Entonces se la llevaron a ella y ahí sí que lo dejaron solo. Pero él descubrió que se había sentido más solo estando acompañado. Todos los días recogía los huevos que quisieran regalarle sus ponedoras. Después, ensillaba al Chueco y, desde su montado, cuidaba las vacas para que no se empastaran con la alfalfa tierna que se había dado bien ese año. Por la tarde, encerraba a las ovejas y también a las gallinas y se quedaba sobando cueros hasta que le picaba el hambre. Sin la mirada de Josefa, comía un poco mejor. Hasta se animó a probar las paltas que antes dejaba pudrir adonde fueran a caer. Carlos le había contado que cada palta se vendía carísima en Buenos Aires. La verdad es que, pese a su color dentífrico, sabían mejor de lo que había imaginado.

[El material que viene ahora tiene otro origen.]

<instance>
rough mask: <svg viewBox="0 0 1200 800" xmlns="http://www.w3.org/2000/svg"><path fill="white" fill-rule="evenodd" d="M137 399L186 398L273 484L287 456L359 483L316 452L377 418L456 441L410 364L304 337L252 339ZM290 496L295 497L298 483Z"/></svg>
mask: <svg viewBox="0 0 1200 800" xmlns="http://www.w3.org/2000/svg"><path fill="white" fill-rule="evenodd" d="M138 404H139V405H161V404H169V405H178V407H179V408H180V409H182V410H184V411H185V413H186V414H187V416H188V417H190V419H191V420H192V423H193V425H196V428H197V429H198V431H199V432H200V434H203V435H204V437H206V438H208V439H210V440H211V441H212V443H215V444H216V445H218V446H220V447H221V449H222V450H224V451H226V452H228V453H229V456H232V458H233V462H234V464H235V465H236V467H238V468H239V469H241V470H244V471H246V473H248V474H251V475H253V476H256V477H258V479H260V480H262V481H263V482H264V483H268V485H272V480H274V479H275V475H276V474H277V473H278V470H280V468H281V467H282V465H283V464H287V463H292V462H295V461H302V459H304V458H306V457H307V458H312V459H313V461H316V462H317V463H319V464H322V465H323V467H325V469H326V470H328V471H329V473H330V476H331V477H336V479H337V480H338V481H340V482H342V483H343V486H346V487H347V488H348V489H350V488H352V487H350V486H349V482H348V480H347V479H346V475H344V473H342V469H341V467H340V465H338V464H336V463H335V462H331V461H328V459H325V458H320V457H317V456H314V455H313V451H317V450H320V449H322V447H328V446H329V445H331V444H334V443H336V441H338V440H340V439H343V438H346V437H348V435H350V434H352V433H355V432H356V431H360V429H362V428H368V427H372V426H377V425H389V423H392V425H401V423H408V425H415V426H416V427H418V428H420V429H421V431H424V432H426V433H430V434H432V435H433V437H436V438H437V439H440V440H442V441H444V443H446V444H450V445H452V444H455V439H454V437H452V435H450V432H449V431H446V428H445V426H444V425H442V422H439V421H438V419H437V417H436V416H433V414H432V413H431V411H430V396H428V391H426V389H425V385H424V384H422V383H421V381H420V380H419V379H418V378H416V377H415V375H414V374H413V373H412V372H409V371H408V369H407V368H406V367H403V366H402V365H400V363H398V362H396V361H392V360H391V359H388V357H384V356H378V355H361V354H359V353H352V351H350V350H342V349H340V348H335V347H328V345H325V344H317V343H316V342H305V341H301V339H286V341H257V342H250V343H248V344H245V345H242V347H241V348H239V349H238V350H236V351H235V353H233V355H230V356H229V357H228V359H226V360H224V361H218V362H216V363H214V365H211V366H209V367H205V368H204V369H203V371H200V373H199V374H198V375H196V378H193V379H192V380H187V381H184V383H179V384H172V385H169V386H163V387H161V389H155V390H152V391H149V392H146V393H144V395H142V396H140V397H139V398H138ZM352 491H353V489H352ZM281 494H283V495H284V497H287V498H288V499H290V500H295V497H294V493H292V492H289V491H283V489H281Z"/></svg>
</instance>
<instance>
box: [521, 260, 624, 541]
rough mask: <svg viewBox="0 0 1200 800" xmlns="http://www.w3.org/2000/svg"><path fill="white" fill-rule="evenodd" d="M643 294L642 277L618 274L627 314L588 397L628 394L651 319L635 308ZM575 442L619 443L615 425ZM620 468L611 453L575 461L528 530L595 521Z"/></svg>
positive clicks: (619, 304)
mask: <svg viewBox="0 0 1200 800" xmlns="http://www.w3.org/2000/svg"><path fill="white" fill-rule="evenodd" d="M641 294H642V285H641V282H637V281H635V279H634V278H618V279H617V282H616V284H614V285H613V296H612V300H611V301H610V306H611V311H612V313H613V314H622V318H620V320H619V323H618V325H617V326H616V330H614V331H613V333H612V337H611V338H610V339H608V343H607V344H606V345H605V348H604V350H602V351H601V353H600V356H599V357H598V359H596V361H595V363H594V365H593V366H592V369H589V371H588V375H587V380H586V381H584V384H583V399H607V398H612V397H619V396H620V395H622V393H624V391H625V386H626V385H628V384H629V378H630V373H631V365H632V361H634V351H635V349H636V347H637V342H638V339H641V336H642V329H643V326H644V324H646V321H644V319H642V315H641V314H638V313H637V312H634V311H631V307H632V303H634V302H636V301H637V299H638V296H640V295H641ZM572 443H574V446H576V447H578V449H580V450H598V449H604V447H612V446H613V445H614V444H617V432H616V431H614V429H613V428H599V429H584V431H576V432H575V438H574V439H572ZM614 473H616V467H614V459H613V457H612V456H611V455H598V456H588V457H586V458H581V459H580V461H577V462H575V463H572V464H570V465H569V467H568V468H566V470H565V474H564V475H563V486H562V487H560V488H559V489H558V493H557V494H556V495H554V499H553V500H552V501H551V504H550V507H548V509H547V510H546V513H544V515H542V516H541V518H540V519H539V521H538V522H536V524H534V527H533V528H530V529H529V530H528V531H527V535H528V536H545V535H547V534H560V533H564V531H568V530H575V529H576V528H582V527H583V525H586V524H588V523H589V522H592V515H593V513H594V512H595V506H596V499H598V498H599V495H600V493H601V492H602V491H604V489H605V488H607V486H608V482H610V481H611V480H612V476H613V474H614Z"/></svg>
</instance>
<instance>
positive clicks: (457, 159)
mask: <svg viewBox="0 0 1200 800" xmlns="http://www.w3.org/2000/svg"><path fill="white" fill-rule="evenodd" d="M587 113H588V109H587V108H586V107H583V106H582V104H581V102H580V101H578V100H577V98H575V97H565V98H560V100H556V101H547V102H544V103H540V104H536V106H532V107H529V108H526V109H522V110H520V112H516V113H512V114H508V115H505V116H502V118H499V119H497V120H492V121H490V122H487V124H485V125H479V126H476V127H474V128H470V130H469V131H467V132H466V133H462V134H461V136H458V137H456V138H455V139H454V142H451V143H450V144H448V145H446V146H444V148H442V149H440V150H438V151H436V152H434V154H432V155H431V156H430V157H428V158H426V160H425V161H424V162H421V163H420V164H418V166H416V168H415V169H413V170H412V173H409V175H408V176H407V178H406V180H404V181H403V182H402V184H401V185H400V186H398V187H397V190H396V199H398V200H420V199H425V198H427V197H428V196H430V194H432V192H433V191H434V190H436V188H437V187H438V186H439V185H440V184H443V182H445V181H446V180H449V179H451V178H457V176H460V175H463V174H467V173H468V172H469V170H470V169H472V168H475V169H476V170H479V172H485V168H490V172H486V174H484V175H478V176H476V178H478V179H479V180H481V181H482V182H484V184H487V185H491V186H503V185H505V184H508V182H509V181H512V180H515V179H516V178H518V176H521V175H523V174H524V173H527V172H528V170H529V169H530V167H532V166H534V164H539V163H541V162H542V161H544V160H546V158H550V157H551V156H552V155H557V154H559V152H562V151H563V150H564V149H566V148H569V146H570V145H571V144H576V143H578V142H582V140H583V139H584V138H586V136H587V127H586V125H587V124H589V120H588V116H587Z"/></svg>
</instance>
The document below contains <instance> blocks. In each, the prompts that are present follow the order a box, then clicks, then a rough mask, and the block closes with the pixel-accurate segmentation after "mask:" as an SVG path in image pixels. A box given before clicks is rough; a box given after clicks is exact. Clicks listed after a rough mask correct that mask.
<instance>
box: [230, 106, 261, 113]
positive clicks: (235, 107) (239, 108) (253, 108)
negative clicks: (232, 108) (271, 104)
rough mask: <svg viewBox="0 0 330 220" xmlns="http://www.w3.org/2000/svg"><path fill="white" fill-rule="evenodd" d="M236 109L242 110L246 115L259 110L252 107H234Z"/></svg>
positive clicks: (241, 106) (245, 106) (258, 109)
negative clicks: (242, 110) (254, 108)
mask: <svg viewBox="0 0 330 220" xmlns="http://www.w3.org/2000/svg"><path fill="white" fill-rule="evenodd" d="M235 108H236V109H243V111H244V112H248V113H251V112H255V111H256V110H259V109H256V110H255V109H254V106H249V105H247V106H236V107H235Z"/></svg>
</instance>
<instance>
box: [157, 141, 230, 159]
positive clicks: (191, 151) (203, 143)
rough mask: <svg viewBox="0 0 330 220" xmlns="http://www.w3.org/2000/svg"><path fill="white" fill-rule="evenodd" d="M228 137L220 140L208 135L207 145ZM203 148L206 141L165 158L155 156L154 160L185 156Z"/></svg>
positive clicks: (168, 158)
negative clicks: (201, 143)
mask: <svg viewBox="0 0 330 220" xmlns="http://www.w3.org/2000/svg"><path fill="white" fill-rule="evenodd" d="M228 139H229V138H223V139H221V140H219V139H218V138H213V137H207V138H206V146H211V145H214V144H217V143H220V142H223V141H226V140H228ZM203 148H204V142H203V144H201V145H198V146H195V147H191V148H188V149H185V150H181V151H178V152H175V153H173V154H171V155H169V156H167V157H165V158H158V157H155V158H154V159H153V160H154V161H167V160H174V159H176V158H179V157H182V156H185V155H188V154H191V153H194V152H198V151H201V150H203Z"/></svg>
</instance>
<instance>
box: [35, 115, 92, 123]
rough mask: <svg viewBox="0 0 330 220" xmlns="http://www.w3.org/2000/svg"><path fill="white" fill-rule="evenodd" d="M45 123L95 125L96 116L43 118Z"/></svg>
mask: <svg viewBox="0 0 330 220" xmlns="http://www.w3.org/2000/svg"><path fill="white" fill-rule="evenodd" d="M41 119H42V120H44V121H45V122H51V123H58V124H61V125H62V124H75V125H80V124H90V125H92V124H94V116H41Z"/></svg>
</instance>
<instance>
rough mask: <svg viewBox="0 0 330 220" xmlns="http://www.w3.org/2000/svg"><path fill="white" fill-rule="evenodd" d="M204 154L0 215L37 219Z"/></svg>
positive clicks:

Pero el Nene no era como sus hermanos. Él era el más cabeza dura de los tres. Lo jodía duro y parejo con el celular que le había enjaretado de prepo. Necesitaba chequear cómo estaba. Ramón pensaba que algo de culpa debía sentir por haberlo dejado en banda. Lo atendía a veces sí y otras no. El Nene no cejaba. Cada vez que podía se apersonaba y empezaba la perorata. Y como quien no quiere la cosa, le fue buscando compradores. Primero buscó un comprador para la hacienda. Después para el caballo, las ovejas, las gallinas y el campo mismo. Ramón perdió la pulseada de puro hartazgo y lo vendió todo.

 

Cuando se quedó sin nada, se mudó con el Nene a la ciudad y se reencontró con Josefa que resplandecía rodeada de sus hombres. La familia estaba contenta de tenerlo allá, aunque Ramón se quedara todo el día encerrado, sin nada que hacer y sin poder dormir extrañando el sonido de las chicharras y desconociendo los bocinazos de los autos que no dejaban de pasar ni a la madrugada. Estaba preso, pero presentía que no sería larga su condena. No se equivocó. La ciudad le chupó el alma y allí se murió a poco de haber llegado sin que se le conociera dolencia más que la pena. Ahora todos lo lloran y no saben dónde enterrarlo. No pueden dejarlo allí. Buenos Aires no es su pago.